Contemporary philosophers like Badiou and Meillassoux might offer a more robust and noble atheism, and they are at the very least more to my taste than Dawkins and others. But I think it is also important to recognize that revolutionary potential exists even in a traditional religious organization; it simply requires an activation. Consider that throughout American history it wasn’t the liberal academics who led the struggles for social change – rather, the academy (with the grand execption of Vietnam) has been dragged along kicking and screaming. It was of course in African-American churches where a message of radical (spiritual) emancipation was transfigured into a movement for social and economic justice.
Religion is just one of many designs of complication, or adaptive responses to loss.
What drives people to it is loss-aversion, as it promises to mitigate loss.
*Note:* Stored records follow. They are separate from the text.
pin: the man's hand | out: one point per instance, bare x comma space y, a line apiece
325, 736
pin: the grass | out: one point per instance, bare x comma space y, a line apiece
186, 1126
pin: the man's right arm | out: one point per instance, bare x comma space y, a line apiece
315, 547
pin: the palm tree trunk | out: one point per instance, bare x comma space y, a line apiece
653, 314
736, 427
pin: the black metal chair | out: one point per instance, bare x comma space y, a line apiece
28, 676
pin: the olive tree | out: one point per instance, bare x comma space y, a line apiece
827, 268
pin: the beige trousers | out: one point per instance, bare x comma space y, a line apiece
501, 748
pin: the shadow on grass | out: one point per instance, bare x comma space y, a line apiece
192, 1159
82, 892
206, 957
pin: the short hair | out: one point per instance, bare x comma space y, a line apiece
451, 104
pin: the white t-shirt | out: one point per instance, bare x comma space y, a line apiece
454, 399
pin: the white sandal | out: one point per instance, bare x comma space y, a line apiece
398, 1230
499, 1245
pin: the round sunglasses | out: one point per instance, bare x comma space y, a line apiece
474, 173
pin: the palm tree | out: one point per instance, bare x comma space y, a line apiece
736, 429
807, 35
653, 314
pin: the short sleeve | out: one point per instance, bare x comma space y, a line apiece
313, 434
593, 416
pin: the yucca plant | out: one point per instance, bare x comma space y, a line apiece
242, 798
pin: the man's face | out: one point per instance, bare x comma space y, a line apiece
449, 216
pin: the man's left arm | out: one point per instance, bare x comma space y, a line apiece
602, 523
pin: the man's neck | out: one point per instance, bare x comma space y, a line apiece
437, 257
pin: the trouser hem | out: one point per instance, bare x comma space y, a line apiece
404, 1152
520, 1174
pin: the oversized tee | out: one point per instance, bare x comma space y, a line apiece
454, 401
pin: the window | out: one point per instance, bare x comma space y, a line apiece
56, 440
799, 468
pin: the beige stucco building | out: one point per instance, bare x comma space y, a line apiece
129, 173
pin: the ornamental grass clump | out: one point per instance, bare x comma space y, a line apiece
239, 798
Religion is a form of social currency that gives people validation and shows it to others.
Membership has its benefits, safety in numbers, etc…
Has the New Atheist movement really tried hard to grapple with what drives people towards religion?
It seems to me that one aspect of the question may need more consideration than it usually attracts. Much of the debate centres on objective questions such as ‘Do gods exist?’ rather than the subjective question of what religion does for the believer. I think the consideration of the following assertions might provoke some useful debate:
Religion is a way of thinking. Science is a way of thinking. Each way of thinking is set in its own terms. If the terms of one of the ways enables a fuller explanation of the terms of the other than vice versa, then that way is likely to be closer to the truth. The set of terms which are less able to explain the terms of the other will belong to the way that is likely to be further from the truth.